When you think about bone health, your mind might travel back to the “Got Milk?” campaigns that successfully cemented the concept that drinking milk daily would help us grow big and strong.
Today, calcium is still equated with strong bones, but you would be hard-pressed to find an article that doesn’t instruct us to also pair our calcium with vitamin D, the “Sunshine Vitamin.” That's because, aside from being a mood-booster, vitamin D plays an important role in helping the body to effectively absorb calcium.
And yet, there's actually a third nutrient that also has to be part of the conversation: vitamin K2. And here's the kicker: It’s a nutrient that some estimate most of the Western population is deficient in, even those consuming healthy diets.
Understanding Vitamin K2: Why It's Crucial to Your Health
Vitamin K2 is, as you can probably guess, is part of the vitamin K family. You may have heard about vitamin K as being essential for blood clotting, an activity regulated by the liver. Vitamin K2, specifically as the menaquinone-7 (MK-7) form, contributes to blood clotting, but because it's the most bioavailable of the K vitamins, it's also able to extend beyond the liver to activate K-dependent proteins in other systems, such as the bones and the vasculature, or blood vessels.
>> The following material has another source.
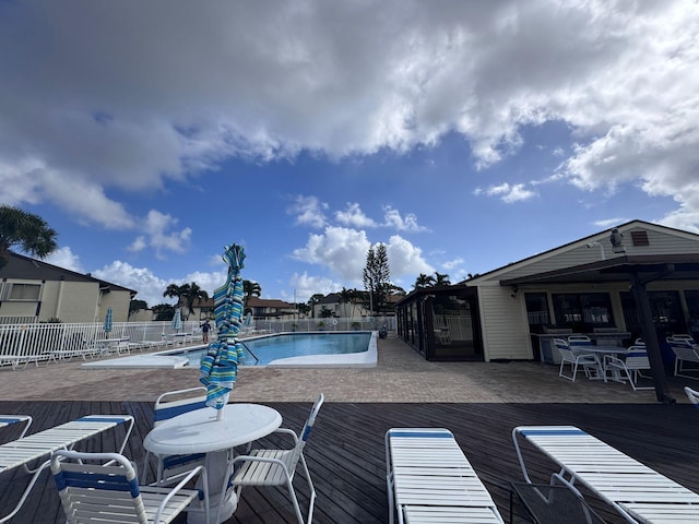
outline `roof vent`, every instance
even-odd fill
[[[648,231],[631,231],[631,243],[633,246],[650,246]]]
Where bone health is concerned, vitamin K2 activates a protein produced by bone cells called osteocalcin, which binds calcium ions to the bone mineral matrix, thus strengthening the skeleton. But without adequate vitamin K2, osteocalcin remains inactive and calcium is not directed to create stronger bones.
So how do we get enough Vitamin K2? In truth, I find it can be tough by diet alone.
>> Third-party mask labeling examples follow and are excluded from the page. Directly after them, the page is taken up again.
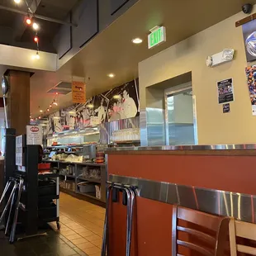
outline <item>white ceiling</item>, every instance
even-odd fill
[[[255,3],[256,0],[252,2]],[[138,76],[139,62],[239,12],[243,2],[245,2],[139,1],[57,72],[37,71],[32,76],[32,116],[40,114],[39,107],[42,109],[49,107],[54,96],[46,92],[60,81],[84,80],[87,83],[87,98],[121,85]],[[166,26],[167,42],[148,50],[147,35],[149,29],[157,25]],[[132,44],[131,40],[135,37],[142,38],[144,42],[141,45]],[[108,78],[109,73],[114,73],[116,77]],[[59,96],[59,107],[70,105],[71,95]]]

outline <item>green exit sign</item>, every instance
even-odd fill
[[[151,33],[148,36],[149,49],[166,41],[164,26],[155,26],[150,31]]]

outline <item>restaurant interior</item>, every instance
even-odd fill
[[[0,16],[3,255],[256,255],[255,0]]]

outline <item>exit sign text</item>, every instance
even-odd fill
[[[156,26],[151,30],[151,33],[148,36],[149,49],[166,41],[165,27]]]

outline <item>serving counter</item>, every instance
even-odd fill
[[[255,222],[256,145],[109,149],[108,181],[136,187],[131,255],[171,255],[173,205]],[[125,255],[126,212],[110,201],[110,255]]]

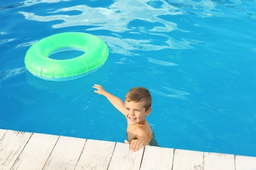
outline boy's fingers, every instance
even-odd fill
[[[130,144],[131,143],[128,141],[127,140],[125,140],[125,143],[126,144]]]

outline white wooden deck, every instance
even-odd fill
[[[0,169],[256,169],[256,158],[0,129]]]

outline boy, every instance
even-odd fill
[[[125,103],[119,98],[105,91],[99,84],[95,84],[95,92],[105,96],[127,120],[127,144],[133,152],[149,145],[154,137],[151,127],[146,120],[151,112],[152,97],[144,88],[133,88],[127,94]]]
While vitamin K can be found in leafy greens and other vegetables, natural vitamin K2 is harder to obtain. Still, it can be found in animal products, as well as bacterially fermented foods like mature cheeses, especially Gouda, and natto.
So while ideally we would obtain our nutrients from food, I recommend vitamin K2 supplements as a viable and effective alternative. For example, a three-year study of healthy postmenopausal women marked the first clinical trial to show that a long-term (more than one-year) supplement of vitamin K (as MK-7) improves bone mineral density, bone mineral concentration, and bone strength.
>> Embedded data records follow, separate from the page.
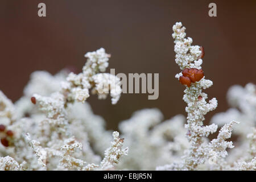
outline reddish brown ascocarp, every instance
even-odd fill
[[[31,97],[31,102],[33,103],[34,104],[36,104],[36,99],[35,98],[35,97]]]
[[[201,55],[199,56],[199,58],[200,59],[202,59],[203,57],[204,57],[204,47],[203,46],[200,46],[200,51],[201,52]]]
[[[7,147],[9,146],[9,142],[8,142],[6,138],[1,138],[1,143],[3,146]]]
[[[200,69],[185,68],[182,71],[183,76],[179,78],[179,81],[183,85],[190,87],[191,82],[199,81],[204,77],[204,72]]]
[[[8,131],[6,132],[6,135],[7,135],[9,136],[13,136],[13,135],[14,135],[14,133],[13,133],[13,131],[11,131],[11,130],[8,130]]]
Importantly, research also showed substantial benefits of a nutritional dose of vitamin K2 in inhibiting age-related stiffening of arteries.
The Bottom Line: What You Should Do for Strong Bones
1. Don’t wait until old age to focus on bone health.
Building and protecting our bone health is something that has to be considered when we're young. We acquire 90 percent of our peak bone mass before age 20. Once we hit our peak bone mass in our late 20s or early 30s, that's all we will ever have. From there, it's a matter of maintaining and staving off bone loss as long and as much as we can.
2. Balance your nutrients.
Calcium and vitamin D are important nutrients, but you need to take them with Vitamin K2, specifically as MK-7. While vitamin D helps the body to more effectively absorb calcium, without vitamin K2, the body won't properly utilize calcium and therefore build stronger bones. (It's also important to know what other nutrient pairings are ideal for your health.)
You may not think much about your bone health these days, but remember that bones are the body’s foundation — they must be strong so that we can live active, healthy, fulfilling lives well into our senior years.